Yet today, Brokaw lauds that same generation for “duty, honor, country, personal responsibility, and the marriage vow.” The extreme contrast between the despair with which this “Lost Generation” was greeted by its elders versus the reverence accorded it by posterity raises a red flag: is it possible that conventional wisdom about the rottenness of young people today is also misguided?
More pointedly, does denigrating youth serve to whitewash the failures of the grownup generation and its institutions? Monumental fiscal irresponsibility from Main Street to Wall Street had brought on the Great Depression. Among adults, skyrocketing crime, suicide, drunkenness, and a murder rate higher than today s devastated families and communities of the 1930s. Similar trends are evident today. Statistics clearly show soaring rates of violent and property crime, drug abuse, and family instability among adults over the past quarter century, along with unchecked concentration of wealth in the richest fraction of the population.
The surprise: contrary to their bad press, today's young Californians are behaving spectacularly well. Over the last two decades, teenagers' rates of felony and misdemeanor arrest are down 40%, suicide and self-destructive deaths have dropped 60%, and drug abuse deaths have declined 90%. In 1997, no teenagers died in Los Angeles County from heroin, cocaine, crack, or methamphetamine (drugs that killed 250 adults) -- one of many phenomenally positive facts about today's young that are not discussed because they violate the rigid, official-media narrative that “kids today” are going to hell.
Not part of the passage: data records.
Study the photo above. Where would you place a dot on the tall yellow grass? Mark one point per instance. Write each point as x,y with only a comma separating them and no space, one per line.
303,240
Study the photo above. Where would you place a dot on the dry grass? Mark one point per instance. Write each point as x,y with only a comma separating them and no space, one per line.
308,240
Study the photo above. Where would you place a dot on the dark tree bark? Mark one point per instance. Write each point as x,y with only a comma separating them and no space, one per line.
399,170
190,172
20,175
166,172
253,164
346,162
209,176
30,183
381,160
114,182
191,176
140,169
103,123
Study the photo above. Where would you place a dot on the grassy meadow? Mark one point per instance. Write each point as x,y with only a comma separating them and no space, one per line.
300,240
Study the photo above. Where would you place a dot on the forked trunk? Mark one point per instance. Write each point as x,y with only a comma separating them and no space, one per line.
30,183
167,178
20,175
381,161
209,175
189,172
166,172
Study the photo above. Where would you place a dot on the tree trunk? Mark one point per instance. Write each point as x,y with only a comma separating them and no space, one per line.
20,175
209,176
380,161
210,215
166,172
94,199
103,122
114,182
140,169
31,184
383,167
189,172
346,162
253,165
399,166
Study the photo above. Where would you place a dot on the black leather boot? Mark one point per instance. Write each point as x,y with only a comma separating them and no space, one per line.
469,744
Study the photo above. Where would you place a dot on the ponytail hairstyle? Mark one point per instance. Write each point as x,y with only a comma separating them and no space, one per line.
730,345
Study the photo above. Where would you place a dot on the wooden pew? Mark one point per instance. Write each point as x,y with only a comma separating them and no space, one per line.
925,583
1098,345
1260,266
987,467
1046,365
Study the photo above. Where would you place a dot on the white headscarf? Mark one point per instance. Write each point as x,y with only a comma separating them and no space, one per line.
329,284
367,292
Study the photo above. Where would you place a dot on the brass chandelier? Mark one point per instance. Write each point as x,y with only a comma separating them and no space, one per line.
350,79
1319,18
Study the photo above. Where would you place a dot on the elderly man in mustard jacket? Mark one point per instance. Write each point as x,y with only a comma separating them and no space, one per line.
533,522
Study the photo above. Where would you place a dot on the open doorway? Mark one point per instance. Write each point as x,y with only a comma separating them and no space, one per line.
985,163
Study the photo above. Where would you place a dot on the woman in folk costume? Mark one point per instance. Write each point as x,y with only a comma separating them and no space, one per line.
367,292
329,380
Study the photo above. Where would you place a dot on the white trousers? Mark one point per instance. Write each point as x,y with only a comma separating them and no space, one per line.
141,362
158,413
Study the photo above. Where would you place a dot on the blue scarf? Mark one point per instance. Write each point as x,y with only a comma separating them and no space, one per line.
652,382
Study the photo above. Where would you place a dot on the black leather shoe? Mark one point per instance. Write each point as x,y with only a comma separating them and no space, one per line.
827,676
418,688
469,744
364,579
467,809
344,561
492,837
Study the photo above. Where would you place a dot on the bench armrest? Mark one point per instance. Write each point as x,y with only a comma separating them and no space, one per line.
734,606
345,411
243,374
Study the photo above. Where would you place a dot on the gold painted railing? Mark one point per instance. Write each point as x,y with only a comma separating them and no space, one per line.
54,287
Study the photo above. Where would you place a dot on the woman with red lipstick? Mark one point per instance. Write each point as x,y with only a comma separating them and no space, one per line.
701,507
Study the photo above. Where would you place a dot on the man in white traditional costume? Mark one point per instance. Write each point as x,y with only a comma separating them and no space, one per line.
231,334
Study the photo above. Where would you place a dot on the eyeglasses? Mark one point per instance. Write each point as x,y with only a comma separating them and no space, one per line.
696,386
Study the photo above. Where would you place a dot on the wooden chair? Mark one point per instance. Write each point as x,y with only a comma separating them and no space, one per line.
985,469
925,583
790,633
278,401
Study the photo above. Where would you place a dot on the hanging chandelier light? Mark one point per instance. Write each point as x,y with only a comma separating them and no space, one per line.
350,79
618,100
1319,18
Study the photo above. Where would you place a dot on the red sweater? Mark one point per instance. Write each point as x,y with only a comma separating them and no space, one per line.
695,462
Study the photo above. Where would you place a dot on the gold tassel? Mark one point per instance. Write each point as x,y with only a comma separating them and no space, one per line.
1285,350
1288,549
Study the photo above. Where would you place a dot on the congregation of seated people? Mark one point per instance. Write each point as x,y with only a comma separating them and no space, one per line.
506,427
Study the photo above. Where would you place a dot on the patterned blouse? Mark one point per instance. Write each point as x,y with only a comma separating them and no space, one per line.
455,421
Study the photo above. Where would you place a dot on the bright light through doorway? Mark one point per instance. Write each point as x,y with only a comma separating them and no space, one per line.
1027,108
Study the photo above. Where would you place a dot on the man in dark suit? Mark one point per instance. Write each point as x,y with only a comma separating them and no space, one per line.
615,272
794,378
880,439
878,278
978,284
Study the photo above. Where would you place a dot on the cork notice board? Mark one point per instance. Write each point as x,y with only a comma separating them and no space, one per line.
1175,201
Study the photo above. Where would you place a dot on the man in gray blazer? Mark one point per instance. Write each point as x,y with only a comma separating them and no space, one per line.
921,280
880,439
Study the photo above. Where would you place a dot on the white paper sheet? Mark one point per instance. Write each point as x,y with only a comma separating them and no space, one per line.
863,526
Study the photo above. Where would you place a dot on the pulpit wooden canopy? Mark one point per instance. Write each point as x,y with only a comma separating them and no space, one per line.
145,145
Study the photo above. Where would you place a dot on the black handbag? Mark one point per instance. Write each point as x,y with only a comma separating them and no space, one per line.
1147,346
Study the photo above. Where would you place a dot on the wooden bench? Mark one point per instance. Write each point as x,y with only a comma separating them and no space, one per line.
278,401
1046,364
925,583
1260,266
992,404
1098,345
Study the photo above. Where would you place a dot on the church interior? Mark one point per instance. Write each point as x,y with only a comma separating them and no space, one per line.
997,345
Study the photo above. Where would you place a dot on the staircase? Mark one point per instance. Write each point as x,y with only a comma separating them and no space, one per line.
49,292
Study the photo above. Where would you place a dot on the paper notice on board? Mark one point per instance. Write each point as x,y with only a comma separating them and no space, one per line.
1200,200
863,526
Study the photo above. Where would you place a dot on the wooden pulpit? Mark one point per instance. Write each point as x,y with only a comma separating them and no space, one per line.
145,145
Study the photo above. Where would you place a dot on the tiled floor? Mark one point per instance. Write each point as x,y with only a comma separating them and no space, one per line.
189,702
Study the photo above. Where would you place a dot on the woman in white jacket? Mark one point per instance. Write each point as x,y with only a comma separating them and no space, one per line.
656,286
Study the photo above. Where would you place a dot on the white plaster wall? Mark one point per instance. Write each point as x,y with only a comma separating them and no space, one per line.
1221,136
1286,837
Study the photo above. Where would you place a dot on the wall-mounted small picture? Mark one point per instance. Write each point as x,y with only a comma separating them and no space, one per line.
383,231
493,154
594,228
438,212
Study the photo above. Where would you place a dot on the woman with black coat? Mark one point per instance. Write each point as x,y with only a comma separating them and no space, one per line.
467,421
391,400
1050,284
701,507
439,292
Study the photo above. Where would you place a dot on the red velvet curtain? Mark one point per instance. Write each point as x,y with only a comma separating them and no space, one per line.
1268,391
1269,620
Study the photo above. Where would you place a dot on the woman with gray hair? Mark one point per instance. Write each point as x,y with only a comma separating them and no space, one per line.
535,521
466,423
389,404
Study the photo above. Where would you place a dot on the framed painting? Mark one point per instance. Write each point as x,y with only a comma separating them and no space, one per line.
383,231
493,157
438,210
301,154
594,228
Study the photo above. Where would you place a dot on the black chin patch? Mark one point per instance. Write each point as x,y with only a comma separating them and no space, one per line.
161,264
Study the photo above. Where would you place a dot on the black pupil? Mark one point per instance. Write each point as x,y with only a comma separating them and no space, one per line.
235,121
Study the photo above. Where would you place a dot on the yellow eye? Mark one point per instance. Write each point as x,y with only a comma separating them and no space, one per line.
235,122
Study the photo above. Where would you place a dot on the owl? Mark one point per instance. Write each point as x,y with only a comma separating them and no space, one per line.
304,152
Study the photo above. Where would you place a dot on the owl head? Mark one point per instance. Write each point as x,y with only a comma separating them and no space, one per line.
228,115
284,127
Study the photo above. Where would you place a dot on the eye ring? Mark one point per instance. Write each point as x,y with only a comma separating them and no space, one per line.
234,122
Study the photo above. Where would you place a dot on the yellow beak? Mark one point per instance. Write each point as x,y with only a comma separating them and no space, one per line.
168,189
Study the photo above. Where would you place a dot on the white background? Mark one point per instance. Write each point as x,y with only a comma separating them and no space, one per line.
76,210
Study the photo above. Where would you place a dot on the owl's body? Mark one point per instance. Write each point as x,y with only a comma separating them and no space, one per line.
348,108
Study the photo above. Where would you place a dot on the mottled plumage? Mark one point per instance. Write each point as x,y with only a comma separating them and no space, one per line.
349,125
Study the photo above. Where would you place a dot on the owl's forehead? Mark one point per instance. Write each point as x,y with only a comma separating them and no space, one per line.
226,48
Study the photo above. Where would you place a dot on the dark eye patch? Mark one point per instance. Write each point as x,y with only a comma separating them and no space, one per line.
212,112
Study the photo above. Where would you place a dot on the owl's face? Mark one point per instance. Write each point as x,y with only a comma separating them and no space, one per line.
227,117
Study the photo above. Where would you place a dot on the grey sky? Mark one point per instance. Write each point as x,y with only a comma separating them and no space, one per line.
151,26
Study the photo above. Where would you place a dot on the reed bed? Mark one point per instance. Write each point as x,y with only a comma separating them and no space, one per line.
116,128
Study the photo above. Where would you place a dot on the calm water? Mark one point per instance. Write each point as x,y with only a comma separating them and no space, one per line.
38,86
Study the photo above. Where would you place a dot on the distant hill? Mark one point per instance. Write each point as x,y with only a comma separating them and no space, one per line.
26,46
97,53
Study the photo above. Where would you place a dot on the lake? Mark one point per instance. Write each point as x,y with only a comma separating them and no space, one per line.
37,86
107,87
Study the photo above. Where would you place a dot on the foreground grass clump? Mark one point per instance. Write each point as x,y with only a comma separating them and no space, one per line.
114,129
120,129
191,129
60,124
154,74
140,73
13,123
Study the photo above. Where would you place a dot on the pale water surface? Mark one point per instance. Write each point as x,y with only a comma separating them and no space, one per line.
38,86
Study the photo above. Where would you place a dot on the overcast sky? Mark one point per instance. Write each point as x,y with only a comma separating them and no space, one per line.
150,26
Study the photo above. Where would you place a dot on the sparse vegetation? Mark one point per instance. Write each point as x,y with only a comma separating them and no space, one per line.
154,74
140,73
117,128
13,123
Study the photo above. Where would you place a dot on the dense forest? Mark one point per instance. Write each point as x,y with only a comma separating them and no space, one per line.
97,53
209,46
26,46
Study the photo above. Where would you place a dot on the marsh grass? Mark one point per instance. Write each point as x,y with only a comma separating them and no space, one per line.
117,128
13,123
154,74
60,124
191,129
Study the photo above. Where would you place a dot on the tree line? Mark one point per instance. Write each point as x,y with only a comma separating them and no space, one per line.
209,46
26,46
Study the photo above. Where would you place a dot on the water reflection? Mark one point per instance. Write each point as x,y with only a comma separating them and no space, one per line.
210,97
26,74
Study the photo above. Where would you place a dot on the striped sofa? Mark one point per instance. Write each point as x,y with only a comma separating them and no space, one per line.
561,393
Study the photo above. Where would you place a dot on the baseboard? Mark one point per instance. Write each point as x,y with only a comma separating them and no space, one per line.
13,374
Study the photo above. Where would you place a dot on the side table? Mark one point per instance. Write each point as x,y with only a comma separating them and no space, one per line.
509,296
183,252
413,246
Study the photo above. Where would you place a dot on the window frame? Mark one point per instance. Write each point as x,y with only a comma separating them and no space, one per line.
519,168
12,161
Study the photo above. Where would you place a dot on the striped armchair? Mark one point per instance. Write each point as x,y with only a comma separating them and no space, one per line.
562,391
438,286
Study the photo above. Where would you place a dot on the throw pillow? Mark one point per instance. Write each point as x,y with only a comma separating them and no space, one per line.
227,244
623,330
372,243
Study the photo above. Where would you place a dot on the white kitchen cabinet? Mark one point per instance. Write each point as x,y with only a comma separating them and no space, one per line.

Youths today seem doggedly determined to survive disinvestment by the elder generation. Even after 25 years of massive public school defundings and classroom crowding, students display higher school enrollments, test scores, college preparatory work, and volunteerism than their carping forebears. Only California s poorest youth, stressed by the poverty and joblessness of a selective economic depression whose attrition is every bit as devastating to the young as the Great Depression was, have shown increases in violence and alienation, and even these are far less than the dismal conditions imposed on them would predict.
For all their grumbling, adults of the 1930s, led by President Franklin Roosevelt, innovated massive new job and education programs for the young despite a strapped Depression- era budget. When the New Deal programs, the GI Bill, and Social Security are added up, Brokaw's “greatest generation” turns out to have been the most government-subsidized cohort in history. Young people quickly justified the investment in sweat-labor Civilian Conservation Corps camps and World War II trenches.
But, while Roosevelt called on youths of the 1930s to help his administration fight “the forces of organized greed” that spawned a “a society that hurts so many of them,” Bill Clinton's presidency and the Republican Congress have abetted the pyramiding of corporate wealth, excused their own abject moral failings, and loudly demanded a “personal responsibility” ethic of young people those in power are unwilling to meet. Just possibly, the better behaviors, personal optimism, and volunteer spirit of today's youth portend a greatness so far obscured by their elders' ill-considered torrent of negativism.